Background: Presence of CAC is a well-established marker of coronary plaque burden and is associated with a higher risk of adverse cardiovascular outcomes. Absence of CAC has been suggested to be associated with a very low risk of significant coronary artery disease, as well as minimal risk of future events.
Methods: We searched online databases (e.g., PubMed and MEDLINE) for original research articles published in English between January 1990 and March 2008 examining the diagnostic and prognostic utility of CAC.
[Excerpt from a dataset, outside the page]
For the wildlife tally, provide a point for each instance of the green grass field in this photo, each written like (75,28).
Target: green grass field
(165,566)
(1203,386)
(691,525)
Results: A systematic review of published articles revealed 49 studies that fulfilled our criteria for inclusion. These included 13 studies assessing the relationship of CAC with adverse cardiovascular outcomes in 64,873 asymptomatic patients. In this cohort, 146 of 25,903 patients without CAC (0.56%) had a cardiovascular event during a mean follow-up period of 51 months. In the 7 studies assessing the prognostic value of CAC in a symptomatic population, 1.80% of patients without CAC had a cardiovascular event. Overall, 18 studies demonstrated that the presence of any CAC had a pooled sensitivity and negative predictive value of 98% and 93%, respectively, for detection of significant coronary artery disease on invasive coronary angiography. In 4,870 individuals undergoing myocardial perfusion and CAC testing, in the absence of CAC, only 6% demonstrated any sign of ischemia. Finally, 3 studies demonstrated that absence of CAC had a negative predictive value of 99% for ruling out acute coronary syndrome.
Conclusions: On the basis of our review of more than 85,000 patients, we conclude that the absence of CAC is associated with a very low risk of future cardiovascular events, with modest incremental value of other diagnostic tests in this very low-risk group.